Pinging @elastic/apm-ui (Team:apm)
I have a couple of questions;
Do we expect this to be an issue for all agents or only a few?
This is something we've seen a lot with the RUM agent. It could also happen with other agents but I think it's much more rare.
Is there already specific documentation on configuration options that will resolve this issue for the user and where can I find it (in case we want to link to it)?
That's a good question. Not that I know of. @jahtalab @vigneshshanmugam or @bmorelli25 might know.
RUM agent has an option to set pageLoadTransactionName
that would help user configure this only for page load transaction alone.
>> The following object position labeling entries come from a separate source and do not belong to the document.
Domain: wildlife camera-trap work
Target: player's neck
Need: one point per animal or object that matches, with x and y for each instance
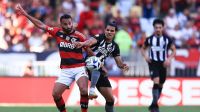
(108, 40)
(158, 35)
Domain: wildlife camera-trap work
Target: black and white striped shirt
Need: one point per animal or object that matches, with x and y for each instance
(103, 49)
(158, 47)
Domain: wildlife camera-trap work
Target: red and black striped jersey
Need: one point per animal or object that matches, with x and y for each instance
(70, 55)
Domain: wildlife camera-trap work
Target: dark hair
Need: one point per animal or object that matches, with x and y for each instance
(114, 24)
(158, 21)
(65, 16)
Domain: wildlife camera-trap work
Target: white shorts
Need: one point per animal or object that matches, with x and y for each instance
(68, 75)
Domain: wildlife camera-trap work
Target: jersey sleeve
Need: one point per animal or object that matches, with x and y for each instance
(98, 38)
(116, 51)
(146, 43)
(170, 42)
(52, 30)
(81, 36)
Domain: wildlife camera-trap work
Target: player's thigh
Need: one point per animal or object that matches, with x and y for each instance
(163, 75)
(82, 82)
(58, 89)
(154, 74)
(81, 78)
(66, 77)
(107, 93)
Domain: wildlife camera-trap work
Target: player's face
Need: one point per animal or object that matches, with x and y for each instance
(158, 29)
(110, 32)
(67, 25)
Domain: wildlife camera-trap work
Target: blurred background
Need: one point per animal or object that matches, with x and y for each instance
(28, 54)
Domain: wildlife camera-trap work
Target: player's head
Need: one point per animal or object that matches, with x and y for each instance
(66, 23)
(158, 25)
(110, 30)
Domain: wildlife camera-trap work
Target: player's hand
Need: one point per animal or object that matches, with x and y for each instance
(105, 71)
(125, 68)
(167, 63)
(78, 44)
(20, 10)
(148, 60)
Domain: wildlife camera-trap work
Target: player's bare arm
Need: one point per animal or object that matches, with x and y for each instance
(35, 21)
(86, 43)
(143, 49)
(120, 63)
(171, 56)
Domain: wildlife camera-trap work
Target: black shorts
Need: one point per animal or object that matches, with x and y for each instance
(157, 69)
(103, 80)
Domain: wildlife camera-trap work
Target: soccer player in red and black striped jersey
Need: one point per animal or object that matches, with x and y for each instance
(72, 60)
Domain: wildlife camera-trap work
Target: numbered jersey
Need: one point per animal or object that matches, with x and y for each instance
(103, 49)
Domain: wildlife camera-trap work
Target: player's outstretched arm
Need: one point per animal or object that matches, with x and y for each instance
(143, 49)
(120, 63)
(36, 22)
(86, 43)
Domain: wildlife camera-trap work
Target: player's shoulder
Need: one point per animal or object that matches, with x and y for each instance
(81, 35)
(50, 28)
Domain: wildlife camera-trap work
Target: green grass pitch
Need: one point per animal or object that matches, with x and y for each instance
(101, 109)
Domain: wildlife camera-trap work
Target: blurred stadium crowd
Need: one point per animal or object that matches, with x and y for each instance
(134, 17)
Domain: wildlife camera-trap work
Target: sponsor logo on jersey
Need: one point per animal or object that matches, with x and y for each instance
(67, 45)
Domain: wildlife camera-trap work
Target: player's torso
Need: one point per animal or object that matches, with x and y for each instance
(103, 48)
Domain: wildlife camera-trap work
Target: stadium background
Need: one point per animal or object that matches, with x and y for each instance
(29, 61)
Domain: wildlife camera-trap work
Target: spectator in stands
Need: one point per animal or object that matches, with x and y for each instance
(158, 45)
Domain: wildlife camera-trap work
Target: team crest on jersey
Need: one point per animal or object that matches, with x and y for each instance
(109, 47)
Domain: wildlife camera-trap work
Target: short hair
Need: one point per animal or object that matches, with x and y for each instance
(65, 16)
(113, 24)
(158, 21)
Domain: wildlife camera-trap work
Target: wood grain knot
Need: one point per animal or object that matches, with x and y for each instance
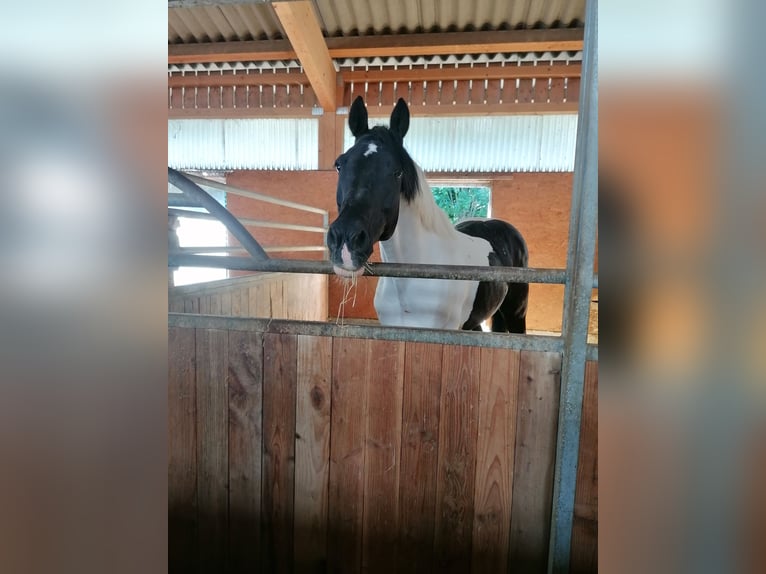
(317, 397)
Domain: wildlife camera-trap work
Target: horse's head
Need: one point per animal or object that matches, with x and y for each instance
(372, 176)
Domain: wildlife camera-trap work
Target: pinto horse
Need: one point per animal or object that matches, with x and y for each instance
(383, 196)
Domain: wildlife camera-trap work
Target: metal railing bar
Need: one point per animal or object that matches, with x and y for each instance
(254, 195)
(448, 337)
(192, 190)
(577, 297)
(179, 200)
(249, 222)
(276, 225)
(232, 249)
(457, 272)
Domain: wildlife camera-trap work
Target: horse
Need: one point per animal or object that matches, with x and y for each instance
(383, 196)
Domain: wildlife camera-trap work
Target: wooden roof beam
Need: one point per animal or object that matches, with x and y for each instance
(508, 41)
(300, 23)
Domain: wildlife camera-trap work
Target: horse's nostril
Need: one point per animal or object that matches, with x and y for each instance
(332, 238)
(360, 239)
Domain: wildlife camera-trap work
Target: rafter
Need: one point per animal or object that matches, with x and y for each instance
(510, 41)
(300, 23)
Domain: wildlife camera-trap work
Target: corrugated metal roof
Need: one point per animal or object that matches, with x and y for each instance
(223, 144)
(365, 17)
(490, 144)
(235, 22)
(389, 61)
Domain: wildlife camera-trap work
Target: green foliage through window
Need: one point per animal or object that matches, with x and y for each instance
(462, 202)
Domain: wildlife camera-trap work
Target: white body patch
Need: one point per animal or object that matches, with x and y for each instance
(371, 149)
(424, 234)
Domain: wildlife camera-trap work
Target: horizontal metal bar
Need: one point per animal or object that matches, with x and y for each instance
(541, 343)
(253, 195)
(179, 200)
(232, 249)
(458, 272)
(194, 191)
(249, 222)
(276, 225)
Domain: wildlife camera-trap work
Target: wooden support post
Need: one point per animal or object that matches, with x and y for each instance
(302, 28)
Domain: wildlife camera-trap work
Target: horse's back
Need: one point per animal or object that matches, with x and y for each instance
(510, 250)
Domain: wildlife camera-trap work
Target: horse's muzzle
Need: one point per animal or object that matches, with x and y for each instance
(348, 251)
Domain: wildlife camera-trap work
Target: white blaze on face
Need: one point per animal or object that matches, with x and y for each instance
(371, 149)
(345, 256)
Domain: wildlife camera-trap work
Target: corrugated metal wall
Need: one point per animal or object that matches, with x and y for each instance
(490, 144)
(449, 144)
(289, 144)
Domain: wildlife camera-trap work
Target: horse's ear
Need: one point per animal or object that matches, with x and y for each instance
(400, 119)
(357, 118)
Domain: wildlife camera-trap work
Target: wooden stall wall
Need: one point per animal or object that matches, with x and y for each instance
(318, 454)
(536, 203)
(302, 297)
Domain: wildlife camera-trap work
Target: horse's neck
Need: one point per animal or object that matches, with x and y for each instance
(422, 229)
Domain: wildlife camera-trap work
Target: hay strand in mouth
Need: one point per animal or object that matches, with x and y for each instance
(349, 285)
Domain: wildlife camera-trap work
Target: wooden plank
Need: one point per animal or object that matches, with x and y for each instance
(524, 91)
(420, 450)
(492, 92)
(176, 98)
(494, 463)
(346, 492)
(176, 304)
(536, 421)
(584, 555)
(312, 452)
(447, 97)
(212, 449)
(230, 51)
(431, 108)
(402, 90)
(462, 95)
(242, 79)
(387, 93)
(457, 458)
(227, 97)
(540, 93)
(556, 92)
(382, 452)
(279, 388)
(215, 98)
(508, 107)
(216, 304)
(504, 41)
(463, 73)
(479, 42)
(372, 99)
(327, 133)
(301, 25)
(281, 97)
(277, 297)
(236, 304)
(573, 90)
(245, 383)
(182, 450)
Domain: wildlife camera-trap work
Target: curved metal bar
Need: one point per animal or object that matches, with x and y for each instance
(195, 192)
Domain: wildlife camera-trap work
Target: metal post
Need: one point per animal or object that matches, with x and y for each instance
(580, 256)
(196, 193)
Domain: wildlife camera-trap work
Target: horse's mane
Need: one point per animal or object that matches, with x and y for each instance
(432, 216)
(410, 179)
(415, 188)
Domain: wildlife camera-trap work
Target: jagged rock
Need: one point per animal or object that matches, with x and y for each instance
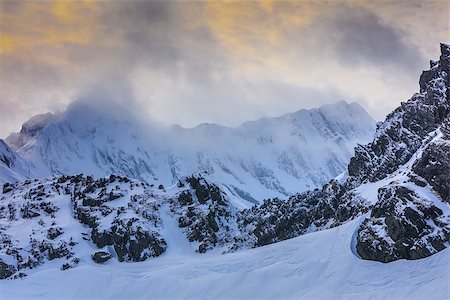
(403, 131)
(401, 225)
(6, 270)
(434, 167)
(101, 257)
(54, 232)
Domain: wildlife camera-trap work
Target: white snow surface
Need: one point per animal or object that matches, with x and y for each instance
(319, 265)
(270, 157)
(12, 168)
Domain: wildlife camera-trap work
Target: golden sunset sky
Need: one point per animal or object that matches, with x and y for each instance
(214, 61)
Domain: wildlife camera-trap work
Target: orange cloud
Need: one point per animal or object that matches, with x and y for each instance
(32, 25)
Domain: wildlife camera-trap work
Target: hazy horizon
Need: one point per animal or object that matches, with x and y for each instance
(189, 63)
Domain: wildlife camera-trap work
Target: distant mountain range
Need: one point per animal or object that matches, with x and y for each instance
(270, 157)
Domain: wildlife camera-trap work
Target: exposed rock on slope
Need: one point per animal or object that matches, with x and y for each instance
(30, 130)
(408, 162)
(12, 168)
(271, 157)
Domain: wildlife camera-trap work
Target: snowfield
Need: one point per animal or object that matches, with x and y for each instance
(319, 265)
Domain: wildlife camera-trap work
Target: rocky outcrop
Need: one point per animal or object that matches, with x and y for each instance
(6, 270)
(205, 215)
(403, 131)
(101, 257)
(276, 220)
(434, 167)
(402, 225)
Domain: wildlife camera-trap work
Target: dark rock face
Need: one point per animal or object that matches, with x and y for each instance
(133, 238)
(403, 131)
(277, 220)
(402, 226)
(6, 270)
(131, 242)
(205, 215)
(101, 257)
(434, 167)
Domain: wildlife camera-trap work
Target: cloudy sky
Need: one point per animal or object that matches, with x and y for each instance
(223, 62)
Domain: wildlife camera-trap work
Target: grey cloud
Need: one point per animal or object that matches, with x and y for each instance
(358, 37)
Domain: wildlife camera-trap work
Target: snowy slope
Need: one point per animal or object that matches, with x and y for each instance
(266, 158)
(12, 168)
(30, 129)
(314, 266)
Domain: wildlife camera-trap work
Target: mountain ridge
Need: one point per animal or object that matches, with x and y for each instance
(271, 157)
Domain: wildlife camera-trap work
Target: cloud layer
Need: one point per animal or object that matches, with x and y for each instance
(225, 62)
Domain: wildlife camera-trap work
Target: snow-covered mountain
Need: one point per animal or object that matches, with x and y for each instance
(271, 157)
(391, 206)
(30, 129)
(12, 168)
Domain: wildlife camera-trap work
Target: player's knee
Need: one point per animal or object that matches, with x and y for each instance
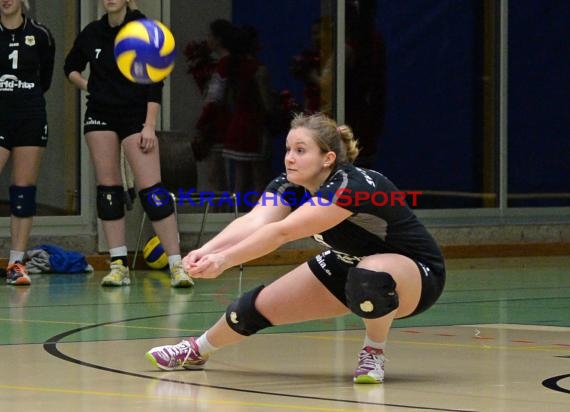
(243, 317)
(23, 201)
(370, 294)
(110, 202)
(156, 202)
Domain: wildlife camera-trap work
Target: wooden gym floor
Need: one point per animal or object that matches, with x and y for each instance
(497, 340)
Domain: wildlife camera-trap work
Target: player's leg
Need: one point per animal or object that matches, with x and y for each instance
(381, 288)
(25, 169)
(297, 296)
(105, 153)
(157, 204)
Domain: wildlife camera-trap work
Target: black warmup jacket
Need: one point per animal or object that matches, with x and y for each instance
(108, 89)
(389, 228)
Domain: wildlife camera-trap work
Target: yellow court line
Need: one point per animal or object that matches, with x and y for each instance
(184, 398)
(118, 325)
(543, 348)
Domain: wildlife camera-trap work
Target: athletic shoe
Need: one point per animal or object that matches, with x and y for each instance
(118, 276)
(370, 366)
(16, 275)
(170, 357)
(179, 278)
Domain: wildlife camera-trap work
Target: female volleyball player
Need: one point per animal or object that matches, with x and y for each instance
(26, 67)
(381, 263)
(122, 113)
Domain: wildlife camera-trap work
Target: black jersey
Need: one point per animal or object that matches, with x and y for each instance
(107, 88)
(381, 221)
(26, 68)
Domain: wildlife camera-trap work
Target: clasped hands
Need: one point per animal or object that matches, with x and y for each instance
(207, 266)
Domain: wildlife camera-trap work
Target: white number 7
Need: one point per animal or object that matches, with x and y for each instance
(14, 57)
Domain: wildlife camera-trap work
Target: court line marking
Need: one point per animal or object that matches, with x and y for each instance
(50, 346)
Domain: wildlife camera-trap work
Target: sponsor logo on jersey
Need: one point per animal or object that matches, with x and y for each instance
(90, 122)
(9, 83)
(321, 261)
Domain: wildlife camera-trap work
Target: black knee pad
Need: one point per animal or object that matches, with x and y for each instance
(23, 201)
(243, 317)
(110, 202)
(156, 202)
(370, 294)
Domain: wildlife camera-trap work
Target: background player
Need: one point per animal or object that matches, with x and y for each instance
(27, 51)
(120, 112)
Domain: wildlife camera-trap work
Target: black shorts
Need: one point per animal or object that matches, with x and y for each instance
(332, 270)
(122, 122)
(24, 132)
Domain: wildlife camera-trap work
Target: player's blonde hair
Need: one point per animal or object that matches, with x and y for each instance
(329, 136)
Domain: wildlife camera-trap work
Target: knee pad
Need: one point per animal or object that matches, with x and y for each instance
(243, 317)
(23, 201)
(156, 202)
(110, 202)
(370, 294)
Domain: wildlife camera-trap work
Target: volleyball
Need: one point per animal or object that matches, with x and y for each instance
(145, 51)
(154, 255)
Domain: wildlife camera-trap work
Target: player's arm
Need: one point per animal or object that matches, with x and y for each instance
(309, 219)
(47, 59)
(262, 214)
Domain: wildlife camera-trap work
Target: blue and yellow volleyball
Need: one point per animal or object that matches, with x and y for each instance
(145, 51)
(154, 255)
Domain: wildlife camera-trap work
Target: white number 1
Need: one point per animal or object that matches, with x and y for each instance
(14, 57)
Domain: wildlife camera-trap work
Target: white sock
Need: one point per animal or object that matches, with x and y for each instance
(173, 260)
(16, 256)
(373, 344)
(120, 251)
(205, 346)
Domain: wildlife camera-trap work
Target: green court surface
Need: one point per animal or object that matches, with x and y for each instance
(529, 291)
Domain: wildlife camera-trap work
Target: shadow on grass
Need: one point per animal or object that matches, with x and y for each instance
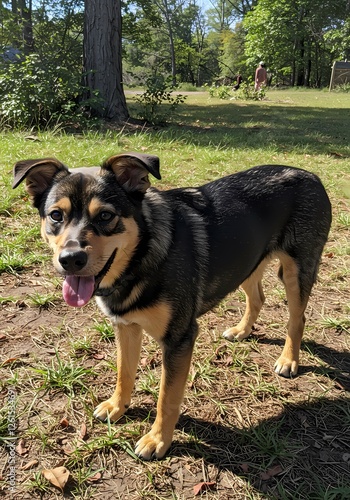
(301, 454)
(235, 124)
(337, 363)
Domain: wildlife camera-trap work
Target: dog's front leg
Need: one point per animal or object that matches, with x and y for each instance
(128, 340)
(176, 365)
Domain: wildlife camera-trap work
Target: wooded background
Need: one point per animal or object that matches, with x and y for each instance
(193, 42)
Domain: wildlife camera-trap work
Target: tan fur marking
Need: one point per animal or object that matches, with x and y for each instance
(63, 204)
(126, 243)
(254, 301)
(43, 231)
(57, 242)
(287, 363)
(172, 389)
(128, 340)
(154, 320)
(96, 206)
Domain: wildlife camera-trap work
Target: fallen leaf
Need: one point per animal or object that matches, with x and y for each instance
(9, 361)
(274, 471)
(29, 465)
(83, 431)
(95, 477)
(99, 355)
(20, 448)
(58, 476)
(245, 467)
(201, 487)
(64, 423)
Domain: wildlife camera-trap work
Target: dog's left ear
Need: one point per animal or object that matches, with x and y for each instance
(132, 169)
(39, 175)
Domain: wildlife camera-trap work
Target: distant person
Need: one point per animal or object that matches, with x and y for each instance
(260, 76)
(238, 84)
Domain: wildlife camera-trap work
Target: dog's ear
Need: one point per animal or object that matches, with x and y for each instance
(38, 174)
(132, 169)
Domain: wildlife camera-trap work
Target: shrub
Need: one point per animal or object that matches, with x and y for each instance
(343, 87)
(220, 92)
(35, 93)
(247, 92)
(158, 91)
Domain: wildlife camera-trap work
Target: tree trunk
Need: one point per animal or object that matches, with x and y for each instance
(102, 58)
(24, 14)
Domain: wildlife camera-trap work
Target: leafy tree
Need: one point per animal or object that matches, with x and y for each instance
(290, 35)
(102, 58)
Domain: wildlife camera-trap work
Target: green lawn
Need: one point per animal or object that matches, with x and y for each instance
(244, 430)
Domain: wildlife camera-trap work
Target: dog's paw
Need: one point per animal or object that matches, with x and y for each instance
(286, 367)
(151, 446)
(237, 333)
(109, 409)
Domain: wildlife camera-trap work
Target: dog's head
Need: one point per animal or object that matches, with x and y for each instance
(90, 216)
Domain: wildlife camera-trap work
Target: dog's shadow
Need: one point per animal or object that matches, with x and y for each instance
(305, 436)
(336, 363)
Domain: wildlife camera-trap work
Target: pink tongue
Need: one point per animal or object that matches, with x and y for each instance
(78, 290)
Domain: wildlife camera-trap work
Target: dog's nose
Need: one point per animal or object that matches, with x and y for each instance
(73, 260)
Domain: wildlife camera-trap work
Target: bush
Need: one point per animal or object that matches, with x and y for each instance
(247, 92)
(343, 87)
(220, 91)
(36, 93)
(158, 91)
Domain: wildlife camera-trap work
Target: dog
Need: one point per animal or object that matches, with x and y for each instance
(157, 260)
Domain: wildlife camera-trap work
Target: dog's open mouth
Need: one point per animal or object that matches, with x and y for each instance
(78, 290)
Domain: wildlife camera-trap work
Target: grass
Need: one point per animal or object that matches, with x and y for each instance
(252, 433)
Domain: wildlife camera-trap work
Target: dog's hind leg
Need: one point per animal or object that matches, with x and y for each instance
(287, 364)
(255, 299)
(128, 340)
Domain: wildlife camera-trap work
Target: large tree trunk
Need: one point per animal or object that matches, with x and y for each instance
(102, 64)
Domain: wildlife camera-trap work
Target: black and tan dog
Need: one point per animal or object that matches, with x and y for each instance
(156, 260)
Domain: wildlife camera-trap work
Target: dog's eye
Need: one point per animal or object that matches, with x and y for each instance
(105, 216)
(56, 216)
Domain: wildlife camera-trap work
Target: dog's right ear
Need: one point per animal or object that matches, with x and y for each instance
(39, 175)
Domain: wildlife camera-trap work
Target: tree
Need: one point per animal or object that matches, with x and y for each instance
(290, 36)
(102, 59)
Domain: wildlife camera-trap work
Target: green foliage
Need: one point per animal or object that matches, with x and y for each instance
(343, 87)
(38, 93)
(158, 92)
(220, 92)
(245, 92)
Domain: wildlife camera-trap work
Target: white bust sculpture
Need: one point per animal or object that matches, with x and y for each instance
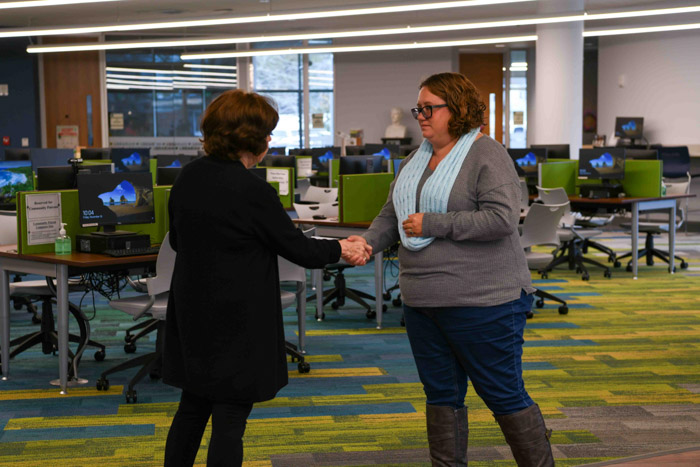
(396, 129)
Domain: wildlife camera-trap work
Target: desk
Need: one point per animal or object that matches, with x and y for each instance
(637, 205)
(327, 228)
(60, 267)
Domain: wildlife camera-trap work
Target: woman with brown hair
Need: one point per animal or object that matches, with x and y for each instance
(224, 340)
(455, 207)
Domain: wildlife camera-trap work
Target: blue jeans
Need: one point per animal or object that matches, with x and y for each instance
(452, 345)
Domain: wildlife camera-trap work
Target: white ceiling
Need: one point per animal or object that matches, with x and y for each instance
(138, 11)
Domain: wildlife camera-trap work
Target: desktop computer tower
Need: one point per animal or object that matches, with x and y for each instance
(99, 243)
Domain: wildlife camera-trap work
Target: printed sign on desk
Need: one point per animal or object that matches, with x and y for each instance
(43, 213)
(281, 176)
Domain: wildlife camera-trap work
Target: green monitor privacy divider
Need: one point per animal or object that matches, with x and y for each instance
(559, 174)
(642, 178)
(70, 215)
(284, 176)
(362, 196)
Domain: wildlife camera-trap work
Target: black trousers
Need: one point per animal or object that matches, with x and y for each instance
(228, 425)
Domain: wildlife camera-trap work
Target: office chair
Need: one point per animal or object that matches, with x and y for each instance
(153, 304)
(574, 241)
(656, 228)
(540, 228)
(45, 290)
(290, 272)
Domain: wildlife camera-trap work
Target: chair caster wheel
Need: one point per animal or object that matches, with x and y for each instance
(131, 396)
(102, 384)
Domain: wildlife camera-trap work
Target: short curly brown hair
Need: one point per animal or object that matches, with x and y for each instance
(237, 122)
(462, 99)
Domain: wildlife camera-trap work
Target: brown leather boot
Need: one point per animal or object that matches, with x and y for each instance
(527, 437)
(448, 435)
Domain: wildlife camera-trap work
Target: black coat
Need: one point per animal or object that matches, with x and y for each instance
(224, 332)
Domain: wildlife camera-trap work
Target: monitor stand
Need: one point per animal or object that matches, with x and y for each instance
(110, 231)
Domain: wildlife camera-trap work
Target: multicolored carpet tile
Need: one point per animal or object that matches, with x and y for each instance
(617, 376)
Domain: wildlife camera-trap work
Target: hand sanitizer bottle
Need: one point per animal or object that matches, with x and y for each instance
(62, 245)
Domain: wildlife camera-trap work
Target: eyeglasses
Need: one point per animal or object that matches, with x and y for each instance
(427, 111)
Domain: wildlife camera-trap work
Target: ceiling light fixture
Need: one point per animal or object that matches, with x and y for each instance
(644, 30)
(357, 48)
(44, 3)
(169, 72)
(352, 33)
(253, 19)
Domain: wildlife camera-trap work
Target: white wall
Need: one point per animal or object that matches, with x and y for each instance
(660, 75)
(368, 85)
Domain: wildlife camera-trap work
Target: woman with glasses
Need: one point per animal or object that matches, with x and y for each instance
(455, 207)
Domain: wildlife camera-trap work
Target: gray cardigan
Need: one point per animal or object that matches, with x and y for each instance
(476, 258)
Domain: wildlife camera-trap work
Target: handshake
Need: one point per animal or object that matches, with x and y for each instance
(355, 250)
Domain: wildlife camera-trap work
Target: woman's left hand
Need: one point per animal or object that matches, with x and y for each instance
(413, 226)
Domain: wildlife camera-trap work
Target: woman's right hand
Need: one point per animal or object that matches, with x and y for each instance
(355, 252)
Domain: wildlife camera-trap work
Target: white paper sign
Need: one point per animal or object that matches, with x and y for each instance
(281, 176)
(43, 213)
(304, 166)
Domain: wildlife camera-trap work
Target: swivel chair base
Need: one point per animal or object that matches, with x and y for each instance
(48, 338)
(150, 364)
(542, 295)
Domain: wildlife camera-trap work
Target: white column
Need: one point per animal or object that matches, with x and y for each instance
(559, 82)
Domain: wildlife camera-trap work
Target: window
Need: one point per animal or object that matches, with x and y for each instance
(281, 77)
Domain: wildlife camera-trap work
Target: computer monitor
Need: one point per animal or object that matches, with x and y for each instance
(17, 154)
(389, 151)
(180, 160)
(94, 153)
(62, 177)
(601, 164)
(278, 151)
(111, 199)
(676, 161)
(641, 154)
(554, 151)
(130, 159)
(46, 157)
(279, 161)
(15, 176)
(360, 164)
(629, 127)
(167, 175)
(526, 160)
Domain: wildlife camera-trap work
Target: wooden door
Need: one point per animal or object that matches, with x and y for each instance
(69, 78)
(486, 72)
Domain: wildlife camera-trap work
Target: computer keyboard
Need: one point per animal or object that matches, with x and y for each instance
(151, 250)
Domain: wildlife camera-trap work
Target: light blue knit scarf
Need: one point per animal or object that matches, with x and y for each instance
(436, 190)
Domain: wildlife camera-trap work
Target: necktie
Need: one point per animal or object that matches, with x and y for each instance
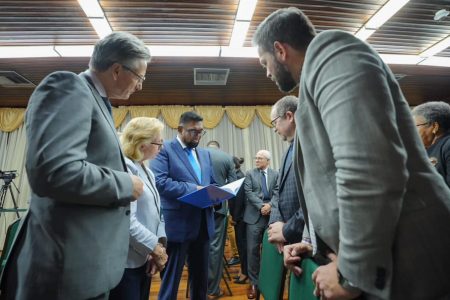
(108, 105)
(194, 163)
(264, 185)
(288, 160)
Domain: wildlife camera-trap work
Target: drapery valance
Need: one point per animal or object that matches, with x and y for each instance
(240, 116)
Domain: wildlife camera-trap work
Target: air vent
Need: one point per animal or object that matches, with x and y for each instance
(13, 79)
(208, 76)
(399, 76)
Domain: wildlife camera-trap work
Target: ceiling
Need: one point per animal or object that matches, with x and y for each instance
(208, 22)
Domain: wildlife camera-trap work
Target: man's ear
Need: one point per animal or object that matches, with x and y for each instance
(280, 51)
(116, 68)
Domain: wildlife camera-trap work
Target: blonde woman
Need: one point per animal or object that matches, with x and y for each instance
(141, 140)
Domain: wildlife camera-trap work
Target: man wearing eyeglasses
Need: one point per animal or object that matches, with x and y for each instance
(73, 242)
(261, 190)
(182, 168)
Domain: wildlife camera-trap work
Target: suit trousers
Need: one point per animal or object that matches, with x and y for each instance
(196, 252)
(255, 234)
(215, 264)
(134, 285)
(240, 229)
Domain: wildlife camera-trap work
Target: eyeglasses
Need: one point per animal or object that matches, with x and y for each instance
(157, 144)
(140, 77)
(194, 132)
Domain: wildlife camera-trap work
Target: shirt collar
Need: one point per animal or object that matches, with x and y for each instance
(97, 84)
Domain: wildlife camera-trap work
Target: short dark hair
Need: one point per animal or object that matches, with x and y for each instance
(285, 104)
(434, 111)
(189, 116)
(286, 25)
(118, 47)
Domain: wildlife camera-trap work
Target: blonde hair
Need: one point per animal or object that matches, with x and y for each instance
(137, 132)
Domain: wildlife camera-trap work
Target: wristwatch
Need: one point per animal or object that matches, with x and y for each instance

However, there are also other ways to fix the transaction name for both soft and hard navigations which I have commented here - https://stackoverflow.com/a/60703633/3588136
@vigneshshanmugam Thanks! Do you think it would be useful with documentation that is more language agnostic and more focused on the purpose of transaction.name
(grouping of similar urls by patterns) and how it should be limited to 200 (default max number of transaction groups displayed by the ui). And how this limit can be increased (configurable in kibana).
Thanks for the feedback.
I've created a quick draft PR with a proposed design implementation for how to show the callout. https://github.com/elastic/kibana/pull/67610
I too think it's worth investigating whether we can create a single agent-agnostic documentation article that will help users debug their issues, which we can easily link to from the app.
Do you think it would be useful with documentation that is more language agnostic and more focused on the purpose of transaction.name
Totally, a language agnostic documentation would definitely be useful in this context and help understand the issue. We could probably in the UI detect the agent name and link to the relevant language docs and potential solutions to fix it.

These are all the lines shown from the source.